Breathlessness; this is noticed as nose flaring or if the patient is undressed, signs of subcostal and intercostal recession may be observed. Commonly seen in Acute Chest Syndrome, a type of Sickle cell crisis

Gnathopathy; observable prominence of the maxilla. Commonly seen as prominent upper jaw bone.

Skinny body resulting from poor growth and development

Tall physique; because of the flattening of the vertebrae, the arms and legs appear longer than normal.

Whitish skin; SCD patients may present with pale and whitish skin which may result from chronic anaemia or from complications of chronic renal failure. Cutaneous manifestation of uraemia may be noticed as uraemic frost.

Abdominal swelling; there may be features of protruding/ distended abdomen, which may result from enlargement of the spleen/ or from complications of end organ damage—kidney damage may cause generalized body swelling.

Swelling of the hands and feet; known as dactylitis. It is a painful hand and foot condition usually noticed at age 6months to 8years.

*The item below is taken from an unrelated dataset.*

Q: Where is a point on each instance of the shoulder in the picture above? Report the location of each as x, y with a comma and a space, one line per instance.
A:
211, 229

Clubbed fingers; rare feature but may occur in chronic end organ damage.

Limping walking gate may be noticed in patients that have had recurrent osteoarthritis of the hip joint. Avascular necrosis of the head of femur may also result into walking difficulties.

Leg ulcer; chronic leg ulcer may be seen as a result of recurrent infection. Ulcers may refuse to heal as a result of immunosuppression from auto-splenectomy.